Winchester's January Blog - 28/01/21
Our blog for January is a little bit different.
After the closure of the Year 1 bubble, we have all had to adapt to a new way of learning, which the children have done amazingly.
We have planned lots of exciting and engaging activities to keep learning as close to normality as possible.
We have introduced our topic of fiction and non-fiction texts and we have identified the difference between them. We have focussed on fiction texts, in particular fairytales.
We started by looking at the language in fairytales and how we can use our imagination to make the story interesting and we continued to look at fairytales that we knew. We read the story of the Three Little Bears and discussed the characters in the story and looked at the different adjectives used in the story.
The children then innovated one of the characters in the story and created their own fairytale, which they write in 3 separate parts - the beginning, the middle and the end. We then used the new story maps to create posters, letters and invitations.
We have built our knowledge of number bonds to twenty, by using physical objects to create a range of number combinations that are equals to 20. We applied this knowledge into the part-part-whole model and equations to identify missing numbers. We used this knowledge of number bonds to 20 and applied this to addition and subtraction questions. We used number squares, number lines, cubes, counters and household objects to support their understanding.
In Science we have introduced our new topic of Plants. We have identified what plants need to grow and the steps we need to take to plant our own seeds. We have been looking at different plants that we might find in our gardens and compared them to wild plants. The children have enjoyed exploring looking into our new topic so far and are exciting for what else we will find out.

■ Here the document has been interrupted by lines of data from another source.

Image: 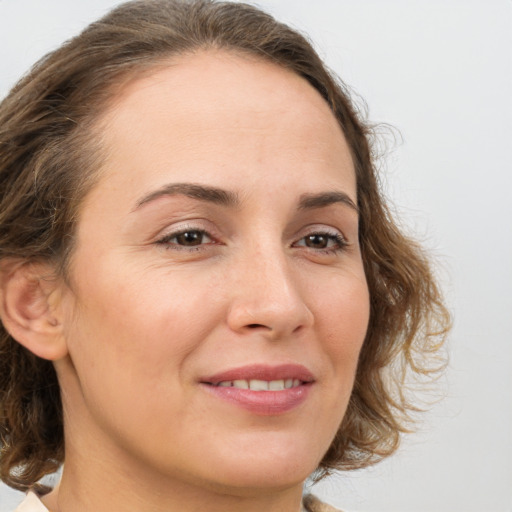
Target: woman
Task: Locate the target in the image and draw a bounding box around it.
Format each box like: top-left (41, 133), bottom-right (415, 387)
top-left (0, 1), bottom-right (449, 511)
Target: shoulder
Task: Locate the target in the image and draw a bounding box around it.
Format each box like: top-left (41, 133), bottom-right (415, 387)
top-left (14, 492), bottom-right (49, 512)
top-left (303, 494), bottom-right (344, 512)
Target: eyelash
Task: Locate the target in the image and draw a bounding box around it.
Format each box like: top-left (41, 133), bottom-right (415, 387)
top-left (292, 231), bottom-right (348, 254)
top-left (155, 228), bottom-right (348, 255)
top-left (155, 228), bottom-right (214, 251)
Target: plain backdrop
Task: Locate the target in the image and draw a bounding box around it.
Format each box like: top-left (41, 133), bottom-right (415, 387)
top-left (1, 1), bottom-right (511, 511)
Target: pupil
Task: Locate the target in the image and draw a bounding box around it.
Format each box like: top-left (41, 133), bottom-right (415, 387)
top-left (178, 231), bottom-right (202, 246)
top-left (306, 234), bottom-right (327, 248)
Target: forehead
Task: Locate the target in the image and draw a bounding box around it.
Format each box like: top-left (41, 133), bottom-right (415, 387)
top-left (104, 49), bottom-right (340, 129)
top-left (91, 50), bottom-right (355, 204)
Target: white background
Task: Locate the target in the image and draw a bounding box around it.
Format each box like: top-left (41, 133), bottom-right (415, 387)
top-left (1, 1), bottom-right (511, 511)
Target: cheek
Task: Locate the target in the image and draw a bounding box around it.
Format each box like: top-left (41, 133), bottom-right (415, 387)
top-left (297, 272), bottom-right (369, 456)
top-left (316, 272), bottom-right (370, 378)
top-left (64, 261), bottom-right (222, 397)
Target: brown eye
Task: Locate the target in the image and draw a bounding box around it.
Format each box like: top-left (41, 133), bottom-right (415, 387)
top-left (294, 231), bottom-right (347, 253)
top-left (304, 234), bottom-right (329, 249)
top-left (157, 229), bottom-right (213, 248)
top-left (174, 230), bottom-right (206, 246)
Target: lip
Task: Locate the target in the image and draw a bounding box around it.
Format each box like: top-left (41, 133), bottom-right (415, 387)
top-left (202, 363), bottom-right (315, 384)
top-left (200, 364), bottom-right (315, 415)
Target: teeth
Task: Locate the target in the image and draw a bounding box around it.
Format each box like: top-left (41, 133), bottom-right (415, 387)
top-left (250, 379), bottom-right (269, 391)
top-left (268, 380), bottom-right (285, 391)
top-left (216, 379), bottom-right (302, 391)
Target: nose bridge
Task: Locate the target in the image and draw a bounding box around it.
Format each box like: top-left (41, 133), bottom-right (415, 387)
top-left (227, 236), bottom-right (313, 336)
top-left (251, 245), bottom-right (295, 303)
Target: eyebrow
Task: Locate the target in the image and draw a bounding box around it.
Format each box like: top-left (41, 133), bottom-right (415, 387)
top-left (134, 183), bottom-right (240, 211)
top-left (133, 182), bottom-right (358, 214)
top-left (298, 191), bottom-right (359, 214)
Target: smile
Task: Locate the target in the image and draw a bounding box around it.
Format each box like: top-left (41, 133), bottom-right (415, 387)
top-left (215, 379), bottom-right (302, 391)
top-left (201, 364), bottom-right (315, 415)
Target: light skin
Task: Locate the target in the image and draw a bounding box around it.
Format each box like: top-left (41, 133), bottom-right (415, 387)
top-left (2, 51), bottom-right (369, 512)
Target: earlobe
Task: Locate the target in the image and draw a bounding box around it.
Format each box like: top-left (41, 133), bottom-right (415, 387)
top-left (0, 260), bottom-right (68, 361)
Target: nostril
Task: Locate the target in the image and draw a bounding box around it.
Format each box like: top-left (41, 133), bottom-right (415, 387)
top-left (247, 323), bottom-right (266, 329)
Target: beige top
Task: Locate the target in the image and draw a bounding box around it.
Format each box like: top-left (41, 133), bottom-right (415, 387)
top-left (14, 492), bottom-right (48, 512)
top-left (15, 492), bottom-right (342, 512)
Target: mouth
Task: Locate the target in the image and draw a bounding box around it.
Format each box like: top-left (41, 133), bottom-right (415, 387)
top-left (201, 363), bottom-right (315, 388)
top-left (212, 378), bottom-right (304, 391)
top-left (200, 364), bottom-right (315, 415)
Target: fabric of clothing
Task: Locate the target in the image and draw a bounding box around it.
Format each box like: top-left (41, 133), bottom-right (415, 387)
top-left (14, 491), bottom-right (342, 512)
top-left (303, 494), bottom-right (343, 511)
top-left (14, 492), bottom-right (48, 511)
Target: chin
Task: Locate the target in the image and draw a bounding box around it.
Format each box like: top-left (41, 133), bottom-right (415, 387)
top-left (204, 464), bottom-right (313, 497)
top-left (195, 433), bottom-right (324, 493)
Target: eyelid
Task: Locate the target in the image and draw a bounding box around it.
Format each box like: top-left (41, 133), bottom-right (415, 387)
top-left (153, 220), bottom-right (350, 254)
top-left (159, 228), bottom-right (212, 244)
top-left (154, 221), bottom-right (220, 249)
top-left (296, 224), bottom-right (347, 240)
top-left (292, 225), bottom-right (349, 253)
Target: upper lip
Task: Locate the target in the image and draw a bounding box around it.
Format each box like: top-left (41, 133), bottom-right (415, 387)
top-left (201, 364), bottom-right (315, 385)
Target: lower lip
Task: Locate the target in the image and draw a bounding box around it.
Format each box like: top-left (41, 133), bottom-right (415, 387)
top-left (201, 383), bottom-right (312, 415)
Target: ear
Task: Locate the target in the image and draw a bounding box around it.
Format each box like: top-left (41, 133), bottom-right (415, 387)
top-left (0, 260), bottom-right (68, 360)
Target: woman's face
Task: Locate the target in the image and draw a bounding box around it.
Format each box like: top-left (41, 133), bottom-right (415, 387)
top-left (57, 51), bottom-right (369, 495)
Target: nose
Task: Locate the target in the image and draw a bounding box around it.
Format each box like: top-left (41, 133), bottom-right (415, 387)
top-left (226, 249), bottom-right (314, 340)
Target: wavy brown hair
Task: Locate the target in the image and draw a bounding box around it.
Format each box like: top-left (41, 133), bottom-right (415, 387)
top-left (0, 0), bottom-right (450, 493)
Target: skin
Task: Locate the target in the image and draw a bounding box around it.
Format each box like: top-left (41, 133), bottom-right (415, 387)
top-left (41, 51), bottom-right (370, 512)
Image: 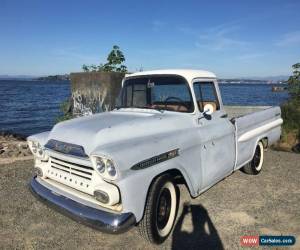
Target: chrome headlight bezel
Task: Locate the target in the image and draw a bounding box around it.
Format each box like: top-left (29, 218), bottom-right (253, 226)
top-left (28, 140), bottom-right (48, 160)
top-left (91, 155), bottom-right (118, 181)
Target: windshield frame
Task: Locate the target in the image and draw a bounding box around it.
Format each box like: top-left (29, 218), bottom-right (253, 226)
top-left (119, 74), bottom-right (195, 113)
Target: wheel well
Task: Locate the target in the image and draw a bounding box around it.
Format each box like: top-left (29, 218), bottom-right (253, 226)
top-left (138, 168), bottom-right (189, 224)
top-left (153, 168), bottom-right (191, 194)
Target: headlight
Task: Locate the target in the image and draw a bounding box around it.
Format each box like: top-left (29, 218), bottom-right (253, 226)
top-left (91, 156), bottom-right (118, 180)
top-left (106, 160), bottom-right (116, 177)
top-left (96, 158), bottom-right (105, 173)
top-left (28, 140), bottom-right (48, 160)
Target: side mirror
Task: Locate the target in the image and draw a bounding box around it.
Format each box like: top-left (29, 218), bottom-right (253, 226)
top-left (203, 104), bottom-right (214, 115)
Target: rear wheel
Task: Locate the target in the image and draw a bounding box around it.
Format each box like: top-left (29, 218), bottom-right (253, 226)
top-left (242, 141), bottom-right (264, 175)
top-left (138, 175), bottom-right (178, 244)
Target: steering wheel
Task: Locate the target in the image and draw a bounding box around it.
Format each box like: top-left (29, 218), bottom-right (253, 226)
top-left (164, 96), bottom-right (189, 111)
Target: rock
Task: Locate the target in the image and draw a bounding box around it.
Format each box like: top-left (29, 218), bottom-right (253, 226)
top-left (18, 142), bottom-right (28, 149)
top-left (7, 151), bottom-right (14, 157)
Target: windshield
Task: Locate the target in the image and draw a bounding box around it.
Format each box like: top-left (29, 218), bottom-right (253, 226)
top-left (118, 75), bottom-right (194, 113)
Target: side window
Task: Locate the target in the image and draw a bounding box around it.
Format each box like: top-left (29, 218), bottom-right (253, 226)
top-left (193, 82), bottom-right (220, 112)
top-left (123, 83), bottom-right (147, 107)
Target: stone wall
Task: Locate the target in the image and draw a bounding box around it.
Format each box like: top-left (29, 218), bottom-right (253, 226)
top-left (70, 72), bottom-right (124, 116)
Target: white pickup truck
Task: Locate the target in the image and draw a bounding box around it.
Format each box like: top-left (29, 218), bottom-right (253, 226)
top-left (28, 69), bottom-right (282, 244)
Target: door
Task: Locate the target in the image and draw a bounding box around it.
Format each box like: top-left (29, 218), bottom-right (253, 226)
top-left (193, 81), bottom-right (236, 190)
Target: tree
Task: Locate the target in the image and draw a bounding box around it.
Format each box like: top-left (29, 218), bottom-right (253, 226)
top-left (82, 45), bottom-right (128, 73)
top-left (287, 62), bottom-right (300, 101)
top-left (280, 62), bottom-right (300, 152)
top-left (82, 64), bottom-right (90, 72)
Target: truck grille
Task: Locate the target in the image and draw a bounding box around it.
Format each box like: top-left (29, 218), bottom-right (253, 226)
top-left (50, 156), bottom-right (94, 180)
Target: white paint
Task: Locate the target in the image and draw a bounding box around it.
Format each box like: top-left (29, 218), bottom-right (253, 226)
top-left (238, 118), bottom-right (283, 142)
top-left (128, 69), bottom-right (216, 83)
top-left (94, 182), bottom-right (120, 206)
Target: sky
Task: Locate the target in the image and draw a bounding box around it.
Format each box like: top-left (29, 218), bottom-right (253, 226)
top-left (0, 0), bottom-right (299, 78)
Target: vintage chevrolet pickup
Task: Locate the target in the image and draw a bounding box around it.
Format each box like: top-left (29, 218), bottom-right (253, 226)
top-left (28, 69), bottom-right (283, 244)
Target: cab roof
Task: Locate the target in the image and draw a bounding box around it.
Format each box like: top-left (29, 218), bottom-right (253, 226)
top-left (126, 69), bottom-right (217, 82)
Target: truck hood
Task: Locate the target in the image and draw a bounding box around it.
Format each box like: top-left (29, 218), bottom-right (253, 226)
top-left (48, 109), bottom-right (193, 155)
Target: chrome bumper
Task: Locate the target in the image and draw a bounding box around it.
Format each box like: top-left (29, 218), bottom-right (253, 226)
top-left (29, 176), bottom-right (136, 234)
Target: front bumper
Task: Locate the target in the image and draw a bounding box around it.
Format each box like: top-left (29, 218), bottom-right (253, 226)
top-left (29, 176), bottom-right (136, 234)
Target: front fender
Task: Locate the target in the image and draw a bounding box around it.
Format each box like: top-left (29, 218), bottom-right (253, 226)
top-left (116, 159), bottom-right (196, 222)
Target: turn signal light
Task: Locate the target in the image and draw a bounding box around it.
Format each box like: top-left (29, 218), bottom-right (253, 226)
top-left (94, 190), bottom-right (110, 204)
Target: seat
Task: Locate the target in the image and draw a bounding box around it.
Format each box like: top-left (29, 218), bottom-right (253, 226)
top-left (198, 101), bottom-right (217, 112)
top-left (153, 104), bottom-right (188, 112)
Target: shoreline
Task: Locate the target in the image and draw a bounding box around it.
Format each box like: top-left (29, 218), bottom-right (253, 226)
top-left (0, 130), bottom-right (27, 140)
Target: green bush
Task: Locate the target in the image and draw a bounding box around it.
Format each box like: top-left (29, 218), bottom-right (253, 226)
top-left (280, 62), bottom-right (300, 151)
top-left (56, 99), bottom-right (74, 123)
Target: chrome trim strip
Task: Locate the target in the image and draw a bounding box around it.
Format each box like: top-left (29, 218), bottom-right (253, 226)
top-left (238, 118), bottom-right (283, 142)
top-left (131, 149), bottom-right (179, 170)
top-left (29, 176), bottom-right (136, 234)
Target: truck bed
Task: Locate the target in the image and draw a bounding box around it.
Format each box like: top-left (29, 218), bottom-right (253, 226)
top-left (224, 105), bottom-right (282, 169)
top-left (224, 105), bottom-right (272, 119)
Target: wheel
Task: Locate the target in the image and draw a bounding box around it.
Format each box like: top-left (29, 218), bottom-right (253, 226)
top-left (138, 174), bottom-right (179, 244)
top-left (242, 141), bottom-right (264, 175)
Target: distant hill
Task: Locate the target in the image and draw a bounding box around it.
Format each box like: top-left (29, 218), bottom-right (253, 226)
top-left (219, 75), bottom-right (289, 84)
top-left (36, 74), bottom-right (70, 81)
top-left (0, 75), bottom-right (36, 80)
top-left (247, 75), bottom-right (289, 81)
top-left (0, 74), bottom-right (70, 81)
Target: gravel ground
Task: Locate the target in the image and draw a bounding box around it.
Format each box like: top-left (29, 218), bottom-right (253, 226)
top-left (0, 150), bottom-right (299, 250)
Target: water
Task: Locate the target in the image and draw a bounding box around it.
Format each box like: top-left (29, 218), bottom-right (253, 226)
top-left (0, 80), bottom-right (70, 136)
top-left (0, 80), bottom-right (289, 137)
top-left (219, 83), bottom-right (288, 106)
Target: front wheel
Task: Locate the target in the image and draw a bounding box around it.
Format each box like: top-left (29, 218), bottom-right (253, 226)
top-left (242, 141), bottom-right (264, 175)
top-left (138, 174), bottom-right (178, 244)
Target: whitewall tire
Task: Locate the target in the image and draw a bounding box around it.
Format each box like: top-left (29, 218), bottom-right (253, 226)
top-left (138, 174), bottom-right (179, 244)
top-left (242, 141), bottom-right (264, 175)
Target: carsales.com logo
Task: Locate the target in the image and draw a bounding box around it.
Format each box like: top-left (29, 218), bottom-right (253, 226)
top-left (240, 235), bottom-right (296, 247)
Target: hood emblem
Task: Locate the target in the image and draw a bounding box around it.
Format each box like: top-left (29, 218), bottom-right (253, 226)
top-left (45, 139), bottom-right (88, 158)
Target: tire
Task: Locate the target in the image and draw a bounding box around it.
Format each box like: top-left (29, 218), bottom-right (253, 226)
top-left (242, 141), bottom-right (264, 175)
top-left (138, 174), bottom-right (179, 244)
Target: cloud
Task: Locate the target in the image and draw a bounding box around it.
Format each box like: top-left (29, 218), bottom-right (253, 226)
top-left (179, 22), bottom-right (249, 51)
top-left (276, 31), bottom-right (300, 46)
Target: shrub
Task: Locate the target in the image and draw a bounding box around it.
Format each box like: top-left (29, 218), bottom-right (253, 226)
top-left (280, 63), bottom-right (300, 152)
top-left (56, 98), bottom-right (74, 123)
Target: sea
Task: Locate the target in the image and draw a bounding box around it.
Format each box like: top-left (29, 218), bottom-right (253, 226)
top-left (0, 80), bottom-right (289, 137)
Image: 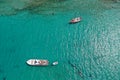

We have been looking at our new topic of Coasts and we have identified the five oceans that cover most of our planet. They are
- the Atlantic Ocean
- the Pacific Ocean
- the Indian Ocean
- the Southern Ocean
- the Arctic Ocean
We found out that the nearest ocean to the UK is the Atlantic Ocean. It stretches from Europe to North and South America, and is the second largest of the five oceans. We have looked at the water in the oceans is constantly moving in patterns called currents. Some currents flow quickly, while some move very slowly. As the currents flow around the planet they move cold and warm water from one place to another, changing weather and temperatures all over the world.